Curtains twitched in the windows of the big house as we walked along a decorative pathway to the front steps. By the time we got there, the main doors were open, revealing a palatial hallway. Leo kept going, and so I followed, feeling increasingly like I was walking into a museum. A curator was probably going to appear and offer to give me a walking tour. I would have enjoyed that. It would have been less stressful.
“All right: answer any questions you’re asked politely and succinctly, consider very carefully before refusing any tests that people want to perform, and remember, I’ll be here for the rest of the day,” said Leo.
“This is not encouraging me,” I said.
“It’s not meant to,” said a new voice, and Reginald Cunningham stepped into the hall. He was dressed much more formally than he’d been back at the house, with a buttoned-up suit jacket over his white shirt, and shoes polished until they gleamed.
“Sir,” said Leo, placing a hand flat across the base of his throat.
“Sir,” said Robert, with the same gesture.
Shit.
Reginald’s private office was almost as large as the kitchen back home. The walls were lined in bookcases, the shelves groaning under the weight of leather-bound volumes. Portraits hung above them—not of Cunninghams this time, b
ut of elegantly-dressed, stiffly-posed people from at least eight different families, their hairstyles and clothing spanning centuries.
Reginald saw me looking, and said, “With an organization as large and complex as ours, hierarchy is key. We cannot allow our great work to fall to anarchy. These brave men and women have led us as we fought to bring humanity closer to safety, closer to protection. Their names echo through the generations, unsung heroes of the human race. Penton, Fairborn, Carew, McNeil—and yes, Cunningham. I am the second member of our line to hold the august position of minister. You’re very fortunate, you know.”
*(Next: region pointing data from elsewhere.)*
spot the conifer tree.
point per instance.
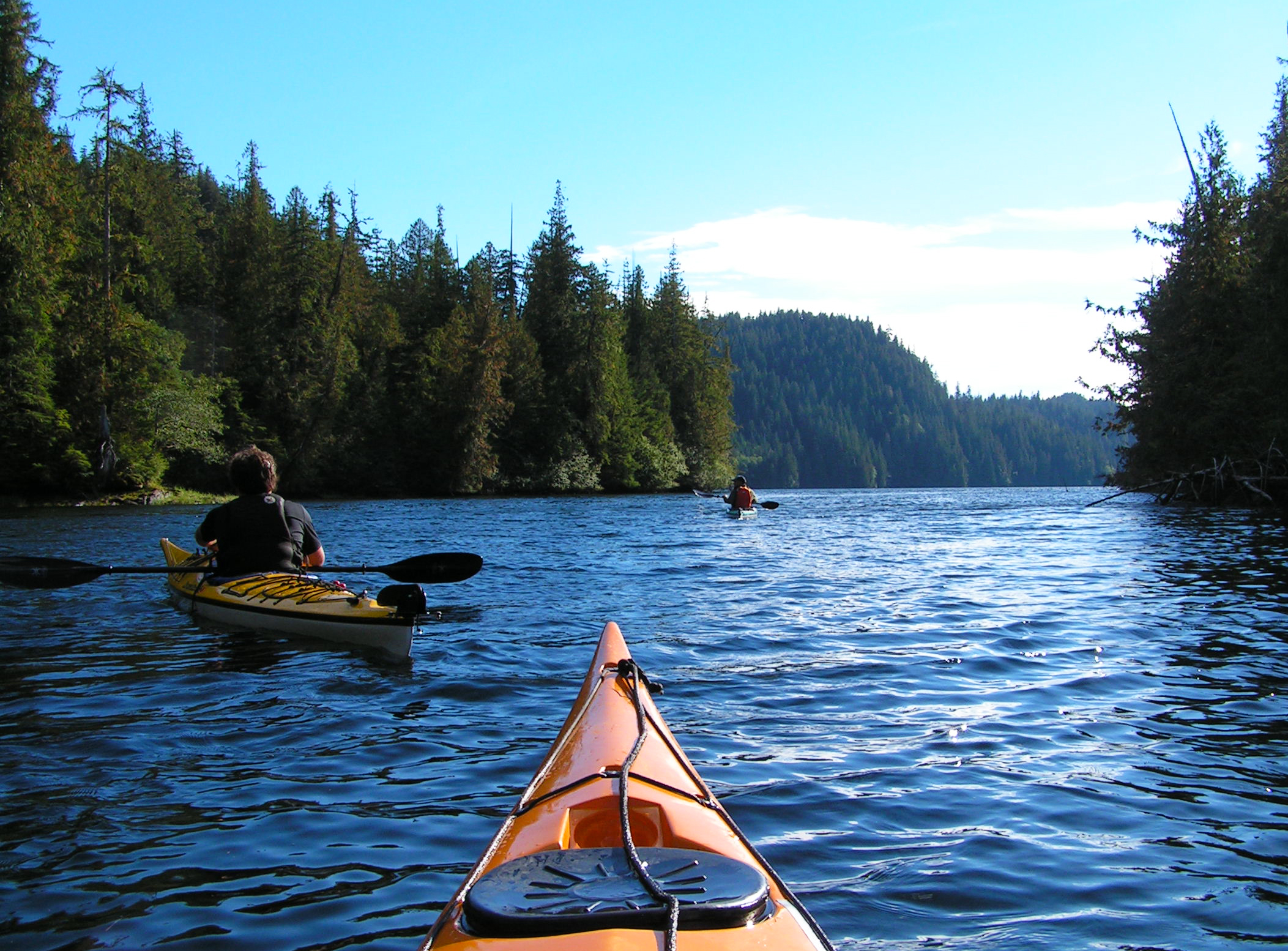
(38, 198)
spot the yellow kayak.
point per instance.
(567, 874)
(298, 605)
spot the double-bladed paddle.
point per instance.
(436, 569)
(714, 495)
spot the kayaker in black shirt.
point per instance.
(259, 530)
(740, 494)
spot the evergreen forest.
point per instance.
(154, 318)
(1206, 345)
(826, 403)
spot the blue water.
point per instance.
(953, 720)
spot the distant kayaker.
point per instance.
(741, 495)
(259, 530)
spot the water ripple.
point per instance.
(958, 720)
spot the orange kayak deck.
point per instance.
(557, 874)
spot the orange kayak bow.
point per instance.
(617, 843)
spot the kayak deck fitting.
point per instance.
(299, 605)
(617, 839)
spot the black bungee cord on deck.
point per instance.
(629, 669)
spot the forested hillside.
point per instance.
(826, 401)
(152, 318)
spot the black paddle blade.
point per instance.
(47, 572)
(442, 567)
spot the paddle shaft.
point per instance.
(64, 572)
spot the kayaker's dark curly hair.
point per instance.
(253, 471)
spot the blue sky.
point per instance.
(965, 174)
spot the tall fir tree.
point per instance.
(38, 200)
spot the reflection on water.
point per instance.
(962, 720)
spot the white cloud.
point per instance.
(994, 303)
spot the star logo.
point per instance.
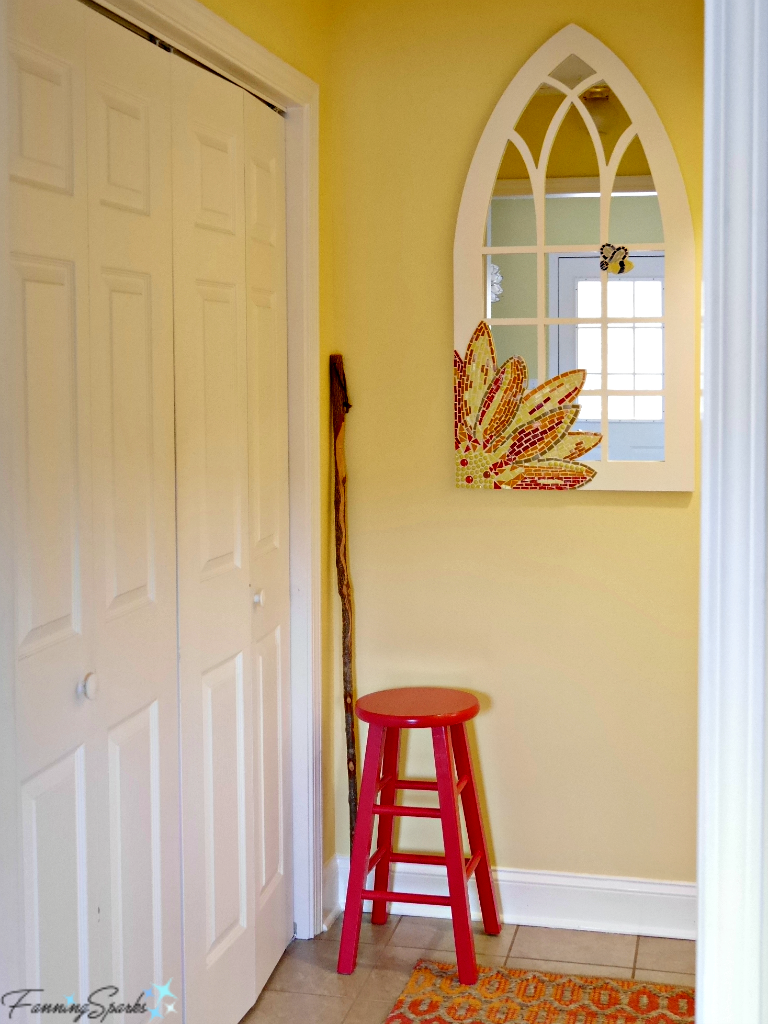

“How so?” I asked meekly. Carew. He’d said Carew. One of these people was my ancestor, however many years and generations back. This was where my family came from. No wonder so many of the cryptids we tried to help still referred to us as “that Covenant family.” To an organization like this, a few generations was nothing. Some of the longer-lived cryptids might still be waiting for us to change our minds and go back where we began.
“You stumbled into my home, and not into one of our other more public strongholds. There are those, Miss Brown, who oppose our sacred work: those who feel the human race should willingly share this beautiful world that we’ve been given with monsters. We must be always on guard for them, and your arrival was . . . ill-timed, in some ways.”
I blinked. “Why?”
“Because one of those traitors recently declared war upon us. Do you watch much television, Miss Brown?”
“Some,” I said, struggling not to let my discomfort show. “I’ve been a little busy recently, trying to track you down. Was there something I should have seen?”
“A woman, in an indecent mockery of dress, fighting a giant snake.”
“Oh! The Dance or Die thing. That was special effects, wasn’t it?” I allowed my face to fall. “Wasn’t it?”
“I’m afraid not. The giant snake was very real, as was the threat she offered to the Covenant of St. George at the end of her performance. A rogue branch of this organization has been protecting the monsters of North America for decades, complicating our attempts to keep its people safe. The deaths of your family members could have been avoided, had we been allowed to serve the New World as we have served the Old.”